Le 20 janvier, des combattants de l’EI ont attaqué la prison de Sinaa dans le quartier de Ghweran à Hassaké, déclenchant une bataille de 10 jours avec les FDS, lesquelles étaient soutenues par des forces terrestres et aériennes américaines et britanniques, en tant que participantes à la Coalition mondiale pour vaincre Daech (autre nom de l’EI). Les États-Unis fournissent aux FDS des centaines de millions de dollars d’aide technique et financière.
La prison comptait environ 4 000 suspects d’appartenance à l’EI de sexe masculin ou membres de leurs familles, dont 700 garçons, originaires de Syrie et d’une vingtaine d’autres pays. Les FDS ont déclaré le 31 janvier qu’elles avaient repris totalement contrôle de la prison et des zones alentour, et que les affrontements avaient fait plus de 500 morts. L’ONU a affirmé que les combats avaient initialement déplacé au moins 45 000 habitants.

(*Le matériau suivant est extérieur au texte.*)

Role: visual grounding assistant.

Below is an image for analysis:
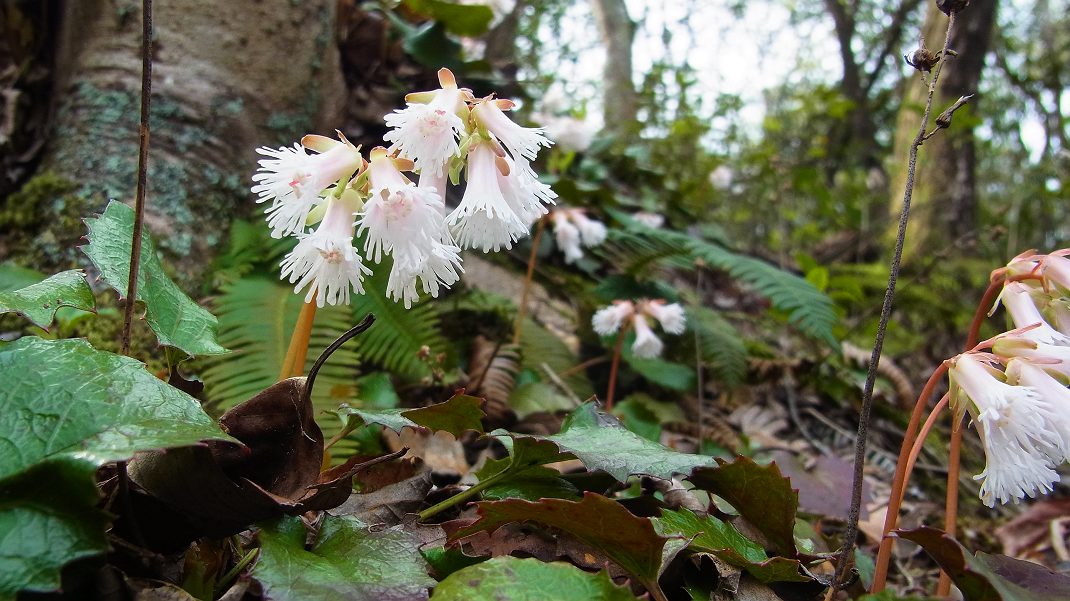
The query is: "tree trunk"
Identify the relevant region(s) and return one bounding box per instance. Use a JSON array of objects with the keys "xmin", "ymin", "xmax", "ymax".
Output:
[
  {"xmin": 590, "ymin": 0, "xmax": 637, "ymax": 137},
  {"xmin": 10, "ymin": 0, "xmax": 345, "ymax": 279},
  {"xmin": 887, "ymin": 0, "xmax": 997, "ymax": 261}
]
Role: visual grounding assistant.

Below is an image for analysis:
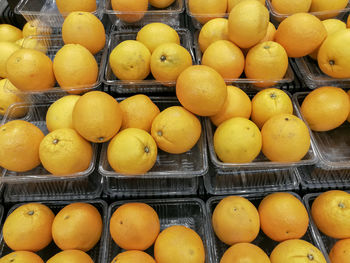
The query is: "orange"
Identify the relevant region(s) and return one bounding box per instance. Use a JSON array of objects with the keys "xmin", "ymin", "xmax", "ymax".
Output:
[
  {"xmin": 198, "ymin": 18, "xmax": 229, "ymax": 52},
  {"xmin": 258, "ymin": 192, "xmax": 309, "ymax": 242},
  {"xmin": 15, "ymin": 37, "xmax": 48, "ymax": 54},
  {"xmin": 202, "ymin": 40, "xmax": 245, "ymax": 79},
  {"xmin": 318, "ymin": 29, "xmax": 350, "ymax": 78},
  {"xmin": 108, "ymin": 128, "xmax": 158, "ymax": 175},
  {"xmin": 154, "ymin": 225, "xmax": 205, "ymax": 263},
  {"xmin": 39, "ymin": 128, "xmax": 93, "ymax": 175},
  {"xmin": 110, "ymin": 203, "xmax": 160, "ymax": 250},
  {"xmin": 188, "ymin": 0, "xmax": 227, "ymax": 24},
  {"xmin": 310, "ymin": 0, "xmax": 348, "ymax": 20},
  {"xmin": 270, "ymin": 0, "xmax": 311, "ymax": 15},
  {"xmin": 261, "ymin": 114, "xmax": 310, "ymax": 162},
  {"xmin": 120, "ymin": 94, "xmax": 160, "ymax": 132},
  {"xmin": 111, "ymin": 251, "xmax": 156, "ymax": 263},
  {"xmin": 300, "ymin": 86, "xmax": 350, "ymax": 131},
  {"xmin": 311, "ymin": 190, "xmax": 350, "ymax": 239},
  {"xmin": 151, "ymin": 106, "xmax": 202, "ymax": 154},
  {"xmin": 0, "ymin": 120, "xmax": 44, "ymax": 172},
  {"xmin": 329, "ymin": 239, "xmax": 350, "ymax": 263},
  {"xmin": 62, "ymin": 12, "xmax": 106, "ymax": 55},
  {"xmin": 251, "ymin": 88, "xmax": 293, "ymax": 129},
  {"xmin": 270, "ymin": 239, "xmax": 327, "ymax": 263},
  {"xmin": 46, "ymin": 95, "xmax": 80, "ymax": 132},
  {"xmin": 52, "ymin": 203, "xmax": 102, "ymax": 251},
  {"xmin": 22, "ymin": 20, "xmax": 52, "ymax": 37},
  {"xmin": 56, "ymin": 0, "xmax": 96, "ymax": 15},
  {"xmin": 245, "ymin": 41, "xmax": 288, "ymax": 88},
  {"xmin": 109, "ymin": 40, "xmax": 151, "ymax": 81},
  {"xmin": 220, "ymin": 243, "xmax": 271, "ymax": 263},
  {"xmin": 3, "ymin": 203, "xmax": 54, "ymax": 252},
  {"xmin": 151, "ymin": 43, "xmax": 192, "ymax": 83},
  {"xmin": 210, "ymin": 86, "xmax": 252, "ymax": 126},
  {"xmin": 6, "ymin": 48, "xmax": 55, "ymax": 91},
  {"xmin": 0, "ymin": 24, "xmax": 22, "ymax": 42},
  {"xmin": 275, "ymin": 13, "xmax": 327, "ymax": 57},
  {"xmin": 149, "ymin": 0, "xmax": 175, "ymax": 8},
  {"xmin": 0, "ymin": 251, "xmax": 44, "ymax": 263},
  {"xmin": 53, "ymin": 44, "xmax": 98, "ymax": 94},
  {"xmin": 228, "ymin": 0, "xmax": 270, "ymax": 49},
  {"xmin": 258, "ymin": 22, "xmax": 277, "ymax": 43},
  {"xmin": 348, "ymin": 14, "xmax": 350, "ymax": 27},
  {"xmin": 111, "ymin": 0, "xmax": 148, "ymax": 23},
  {"xmin": 0, "ymin": 41, "xmax": 20, "ymax": 78},
  {"xmin": 348, "ymin": 89, "xmax": 350, "ymax": 122},
  {"xmin": 228, "ymin": 0, "xmax": 265, "ymax": 12},
  {"xmin": 0, "ymin": 79, "xmax": 28, "ymax": 118},
  {"xmin": 176, "ymin": 65, "xmax": 227, "ymax": 116},
  {"xmin": 47, "ymin": 250, "xmax": 93, "ymax": 263},
  {"xmin": 214, "ymin": 117, "xmax": 262, "ymax": 163},
  {"xmin": 72, "ymin": 91, "xmax": 123, "ymax": 143},
  {"xmin": 136, "ymin": 23, "xmax": 180, "ymax": 53},
  {"xmin": 212, "ymin": 196, "xmax": 260, "ymax": 245}
]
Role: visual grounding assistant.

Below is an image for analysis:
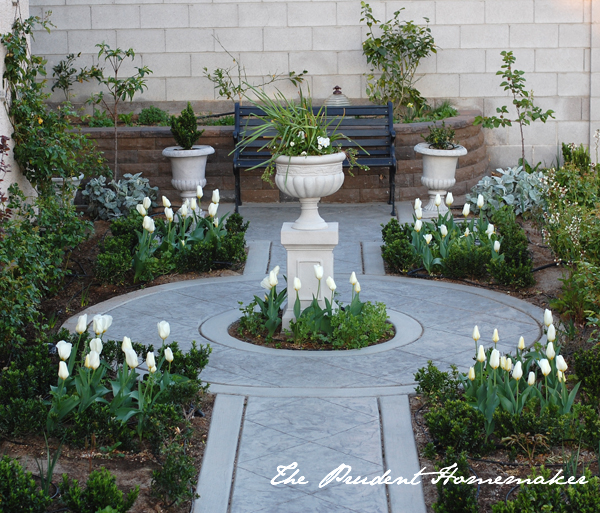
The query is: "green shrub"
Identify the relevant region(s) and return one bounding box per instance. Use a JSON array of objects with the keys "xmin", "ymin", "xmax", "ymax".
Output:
[
  {"xmin": 87, "ymin": 109, "xmax": 114, "ymax": 127},
  {"xmin": 381, "ymin": 219, "xmax": 420, "ymax": 273},
  {"xmin": 443, "ymin": 237, "xmax": 490, "ymax": 280},
  {"xmin": 139, "ymin": 106, "xmax": 170, "ymax": 126},
  {"xmin": 175, "ymin": 239, "xmax": 216, "ymax": 273},
  {"xmin": 0, "ymin": 398, "xmax": 47, "ymax": 437},
  {"xmin": 0, "ymin": 456, "xmax": 52, "ymax": 513},
  {"xmin": 491, "ymin": 467, "xmax": 600, "ymax": 513},
  {"xmin": 562, "ymin": 142, "xmax": 591, "ymax": 170},
  {"xmin": 60, "ymin": 467, "xmax": 139, "ymax": 513},
  {"xmin": 170, "ymin": 102, "xmax": 203, "ymax": 150},
  {"xmin": 489, "ymin": 205, "xmax": 534, "ymax": 287},
  {"xmin": 330, "ymin": 301, "xmax": 392, "ymax": 349},
  {"xmin": 432, "ymin": 449, "xmax": 478, "ymax": 513},
  {"xmin": 414, "ymin": 361, "xmax": 461, "ymax": 403},
  {"xmin": 574, "ymin": 346, "xmax": 600, "ymax": 404},
  {"xmin": 151, "ymin": 437, "xmax": 198, "ymax": 506},
  {"xmin": 424, "ymin": 400, "xmax": 492, "ymax": 456},
  {"xmin": 95, "ymin": 249, "xmax": 132, "ymax": 285}
]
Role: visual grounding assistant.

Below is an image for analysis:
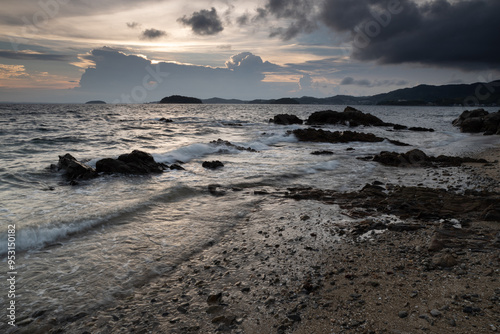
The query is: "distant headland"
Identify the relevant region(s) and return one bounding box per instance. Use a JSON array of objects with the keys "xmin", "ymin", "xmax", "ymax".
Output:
[
  {"xmin": 85, "ymin": 100, "xmax": 106, "ymax": 104},
  {"xmin": 200, "ymin": 80, "xmax": 500, "ymax": 106}
]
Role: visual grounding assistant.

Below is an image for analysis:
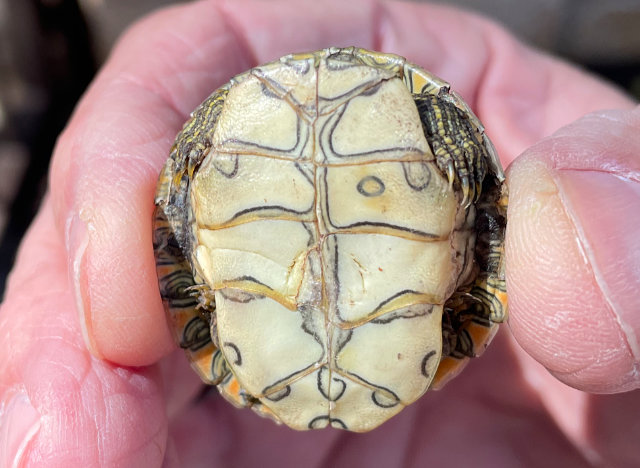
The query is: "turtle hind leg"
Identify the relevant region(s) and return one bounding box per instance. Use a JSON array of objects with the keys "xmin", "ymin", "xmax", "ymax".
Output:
[
  {"xmin": 414, "ymin": 94, "xmax": 488, "ymax": 206},
  {"xmin": 441, "ymin": 173, "xmax": 507, "ymax": 359},
  {"xmin": 472, "ymin": 166, "xmax": 508, "ymax": 324},
  {"xmin": 169, "ymin": 278, "xmax": 234, "ymax": 386},
  {"xmin": 432, "ymin": 175, "xmax": 507, "ymax": 390},
  {"xmin": 153, "ymin": 206, "xmax": 223, "ymax": 385},
  {"xmin": 431, "ymin": 295, "xmax": 501, "ymax": 390}
]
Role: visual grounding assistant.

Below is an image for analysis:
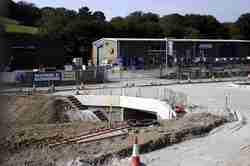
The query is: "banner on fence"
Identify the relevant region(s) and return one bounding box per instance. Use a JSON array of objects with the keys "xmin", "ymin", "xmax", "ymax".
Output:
[{"xmin": 33, "ymin": 72, "xmax": 61, "ymax": 82}]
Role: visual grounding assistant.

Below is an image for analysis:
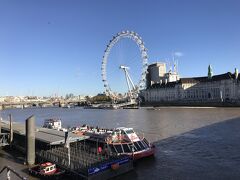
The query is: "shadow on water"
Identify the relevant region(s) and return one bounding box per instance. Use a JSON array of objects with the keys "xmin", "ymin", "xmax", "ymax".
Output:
[{"xmin": 116, "ymin": 116, "xmax": 240, "ymax": 180}]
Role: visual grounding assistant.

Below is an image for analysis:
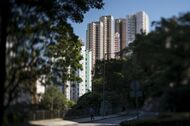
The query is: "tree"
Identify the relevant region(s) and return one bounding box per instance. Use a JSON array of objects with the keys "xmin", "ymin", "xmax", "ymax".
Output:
[
  {"xmin": 0, "ymin": 0, "xmax": 104, "ymax": 124},
  {"xmin": 126, "ymin": 12, "xmax": 190, "ymax": 111},
  {"xmin": 92, "ymin": 59, "xmax": 132, "ymax": 113},
  {"xmin": 41, "ymin": 85, "xmax": 67, "ymax": 111},
  {"xmin": 65, "ymin": 92, "xmax": 101, "ymax": 118},
  {"xmin": 44, "ymin": 29, "xmax": 83, "ymax": 94}
]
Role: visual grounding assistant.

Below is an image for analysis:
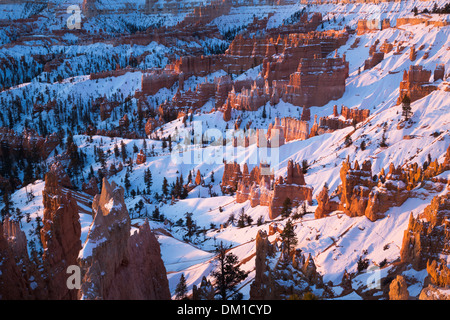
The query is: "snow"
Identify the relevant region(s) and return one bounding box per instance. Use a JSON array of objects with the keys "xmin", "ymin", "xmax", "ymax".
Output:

Entre le 21 janvier et le 11 février au plus tôt, les FDS et des forces de sécurité locales connues sous le nom d’Asayish se sont déployées dans divers quartiers de la ville afin de retrouver les détenus évadés et les combattants de l’EI qui avaient attaqué la prison, notamment dans les quartiers de Ghweran, Mufti, Nasiré et Zohour. La Commission d’enquête des Nations Unies sur la Syrie a affirmé que certains combattants de l’EI « ont cherché refuge dans des zones résidentielles », provoquant le lancement de l’opération, dénommée le « Marteau du peuple » et, à la date du 23 janvier, 6 000 habitants de Ghweran et de Zohour avaient fui leurs domiciles.
Entre le 2 février et le 20 juin, Human Rights Watch s’est entretenu par téléphone avec 18 personnes du quartier de Ghweran, qui ont déclaré que les opérations avaient abouti à la destruction de leurs maisons. Si une partie des dommages peut avoir résulté d’affrontements armés entre les FDS et des membres présumés de l’EI, trois habitants ont affirmé avoir vu ou entendu des véhicules lourds, qu’ils ont décrits comme étant des bulldozers, détruisant leur maison ou celles d’autres personnes. Onze autres personnes ont déclaré que lorsqu’elles étaient retournées dans leur quartier et avaient trouvé leur maison détruite, leurs voisins leur avaient dit que les FDS l’avaient rasée au bulldozer, en même temps que celles d’autres personnes. L’ONU affirme que ses analyses d’images satellite concernant 40 bâtiments affectés dans les quartiers proches de la prison avaient révélé que certains avaient été détruits à l’aide de « bulldozers de type militaire ».
Une étude effectuée par des activistes locaux dans la ville et dans les villages proches a permis de conclure que l’opération avait résulté en la destruction, totale ou partielle, de 140 bâtiments entre le 21 janvier et le 11 février.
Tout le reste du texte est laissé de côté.